Y entonces llega el sábado por la noche. Estás con tus amigos, viendo una peli de Lynch donde un tipo llora frente a una cortina roja durante 12 minutos. Nadie dice nada. Todos pretenden entenderla. Están atrapados. Parecen zombies. Pero ponles Depredador… y ¡pum! Se transforma la sala. Vuelven a gritar “¡A huevo!”, se emocionan con cada bala, se carcajean con cada frase ruda. Vuelven a vivir.
La verdad es que todos llevamos adentro al morrito que se quería vestir como ninja y patear traseros al ritmo de sintetizador ochentero. Y no hay nada de malo en eso.

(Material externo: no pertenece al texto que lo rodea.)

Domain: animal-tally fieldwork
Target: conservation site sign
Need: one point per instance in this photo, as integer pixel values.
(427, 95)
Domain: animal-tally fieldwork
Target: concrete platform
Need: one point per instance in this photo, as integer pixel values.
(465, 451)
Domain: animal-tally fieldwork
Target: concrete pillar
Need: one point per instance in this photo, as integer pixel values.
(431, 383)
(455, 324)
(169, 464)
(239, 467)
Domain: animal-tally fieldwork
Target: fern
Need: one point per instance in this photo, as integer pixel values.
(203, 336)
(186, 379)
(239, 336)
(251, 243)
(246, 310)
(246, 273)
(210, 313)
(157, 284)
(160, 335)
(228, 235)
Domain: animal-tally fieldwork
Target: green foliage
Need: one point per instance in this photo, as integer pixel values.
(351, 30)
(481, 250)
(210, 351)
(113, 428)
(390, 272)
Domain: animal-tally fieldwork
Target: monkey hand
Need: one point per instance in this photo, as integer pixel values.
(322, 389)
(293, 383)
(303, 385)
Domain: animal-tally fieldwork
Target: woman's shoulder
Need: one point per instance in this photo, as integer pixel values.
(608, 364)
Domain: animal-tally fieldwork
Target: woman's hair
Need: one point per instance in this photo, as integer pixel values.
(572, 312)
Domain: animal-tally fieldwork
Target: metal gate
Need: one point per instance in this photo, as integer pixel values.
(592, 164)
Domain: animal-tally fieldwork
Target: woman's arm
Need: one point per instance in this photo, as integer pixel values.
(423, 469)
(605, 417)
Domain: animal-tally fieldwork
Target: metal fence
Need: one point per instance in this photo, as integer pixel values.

Ese cine que nos formó (aunque hoy lo niegues)
El cine de acción y ciencia ficción no es inferior. Solo ha sido subestimado por generaciones de wannabe intelectuales que olvidaron que el cine no nació para ser tesis, sino para emocionar.
Las películas que veíamos en la infancia no eran solo entretenimiento: eran manuales de ética, justicia, venganza y músculos marcados. Nos formaron. Nos hicieron amar el cine. Y negarlo es como negar que alguna vez te emocionaste viendo a Rocky entrenar con gallinas o a Van Damme hacer split en una cocina. Tú sabes que sí pasó.
Déjate de mamadas y vuelve al origen
La metamorfosis del cinéfilo no es un proceso de abandono, sino de reconciliación. Sí, ahora puedes disfrutar a Béla Tarr y a Apichatpong Weerasethakul. Felicidades. Pero eso no significa que tengas que dejar de amar lo que te voló la cabeza cuando eras niño.
El cine de acción, de ficheras, de ciencia ficción chafa, de luchadores contra momias, de ninjas que hablaban español neutro: todo eso es nuestro. Es cultura. Es identidad. Es puro Tigrepop espiritual.
Y la próxima vez que alguien te diga que el verdadero cine es solo el que se proyecta en festivales, lánzale una estrella ninja imaginaria y contéstale con el alma del Canal 5 a todo volumen: “¡Hoy mueres, cabrón!”